TABLESAMPLE for random sampling in PostgreSQL - Time & Space Complexity
When we use TABLESAMPLE in PostgreSQL, we want to quickly get a random part of a big table.
We ask: How does the time to get this sample grow as the table gets bigger?
Analyze the time complexity of the following code snippet.
SELECT * FROM large_table TABLESAMPLE SYSTEM (10);
This query returns about 10% of rows from large_table using a fast random sampling method.
Identify the loops, recursion, array traversals that repeat.
- Primary operation: Scanning data pages to decide which to include in the sample.
- How many times: Once over the table's data pages, not every row individually.
As the table grows, the number of data pages grows, so the scan takes longer.
| Input Size (rows) | Approx. Operations (pages scanned) |
|---|---|
| 10,000 | Small number of pages scanned |
| 100,000 | About 10 times more pages scanned |
| 1,000,000 | About 100 times more pages scanned |
Pattern observation: The work grows roughly in proportion to the table size because it scans pages, not individual rows.
Time Complexity: O(n)
This means the time to get a sample grows roughly in direct proportion to the size of the table.

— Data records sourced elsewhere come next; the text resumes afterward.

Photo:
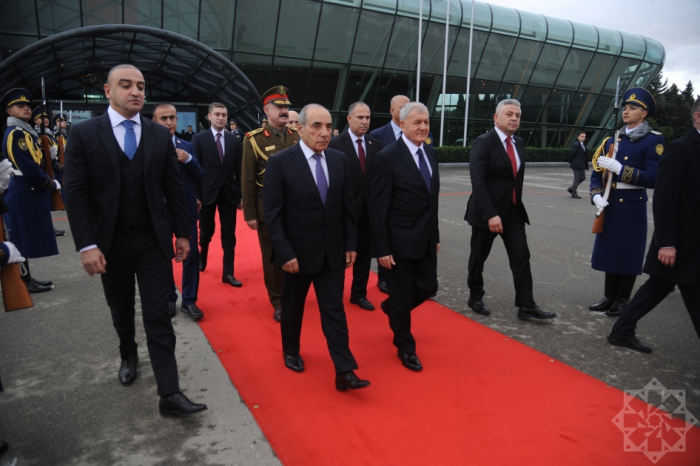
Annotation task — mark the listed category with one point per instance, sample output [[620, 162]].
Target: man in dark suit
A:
[[578, 161], [403, 211], [674, 254], [220, 156], [121, 176], [165, 114], [497, 168], [309, 212], [360, 150]]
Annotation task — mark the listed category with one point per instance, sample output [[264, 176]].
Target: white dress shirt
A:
[[309, 153], [503, 136]]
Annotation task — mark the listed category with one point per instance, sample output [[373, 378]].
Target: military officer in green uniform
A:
[[258, 146]]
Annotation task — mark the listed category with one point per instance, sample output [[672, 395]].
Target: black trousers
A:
[[329, 292], [515, 241], [138, 253], [648, 296], [411, 282], [227, 218], [360, 270]]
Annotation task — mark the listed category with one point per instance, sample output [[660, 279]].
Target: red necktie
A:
[[514, 163], [361, 153]]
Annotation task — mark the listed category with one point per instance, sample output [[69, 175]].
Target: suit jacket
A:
[[403, 214], [492, 180], [92, 175], [676, 205], [361, 181], [300, 225], [385, 134], [578, 158], [191, 173], [216, 176]]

[X] Wrong: "TABLESAMPLE reads only the sampled rows, so time stays the same no matter table size."
[OK] Correct: The method scans data pages to decide which rows to include, so it still reads a part of the whole table, making time grow with table size.
Understanding how sampling queries scale helps you explain performance trade-offs clearly and shows you know how databases handle big data efficiently.
"What if we used BERNOULLI sampling instead of SYSTEM? How would the time complexity change?"